Taboo
Nefas
Find your own way; seek your own path. Unless what you wish for disturbs the greater good, worry less about what others think. Speak about a difficult topic, or seek resolution for a difficult situation. Your body is your body: you have a right to make choices about its pleasure, pain, and health.
Do not touch,
Do not think.
Avoid at all costs,
Like poison to drink.
What is taboo one day,
May not be the next.
As we grow and change,
We cease to be vexed.
Witchcraft has been called one of the last taboos. During Aradia’s time, this was certainly so-witchcraft, and almost anything else that gave women power. Things as simple as riding astride a horse, owning land when single, choosing whom to marry, and receiving a formal education were all taboo for women of Aradia’s era.
Of course, Aradia followers broke many taboos in their practice of the craft. They met without men, danced in naked ecstasy at midnight, studied topics of interest to themselves, traveled without permission from their families, and rejected mainstream religion-and that’s just for starters! There is also evidence that streghe of the time used their herbal knowledge not only to help birth babies, but to arrest unwanted pregnancies, thus saving unmarried women abandonment and lifelong shame.

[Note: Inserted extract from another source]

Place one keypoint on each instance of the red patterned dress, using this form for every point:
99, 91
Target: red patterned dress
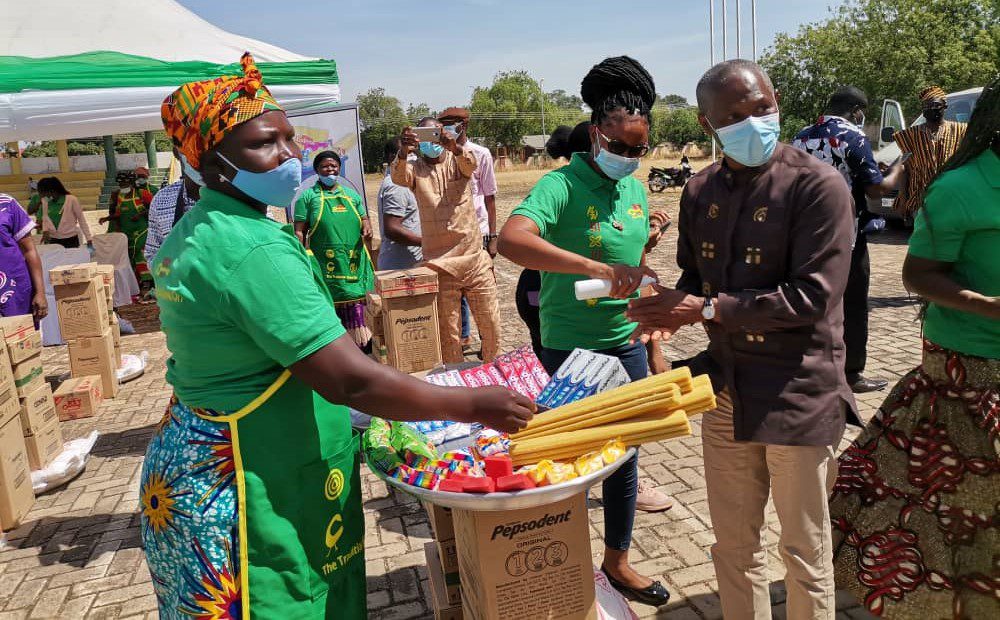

By breaking such taboos, the witches of Aradia’s time were actually striking at the larger constraints their society placed on women’s independence. The Gospel of Aradia-which helped women reclaim their power, advocated for the rights of the poor and oppressed, and supported the punishment of the oppressors-was quite subversive. Is it any wonder with the spread of such a philosophy, that the rebel credited with its propagation became such a legend?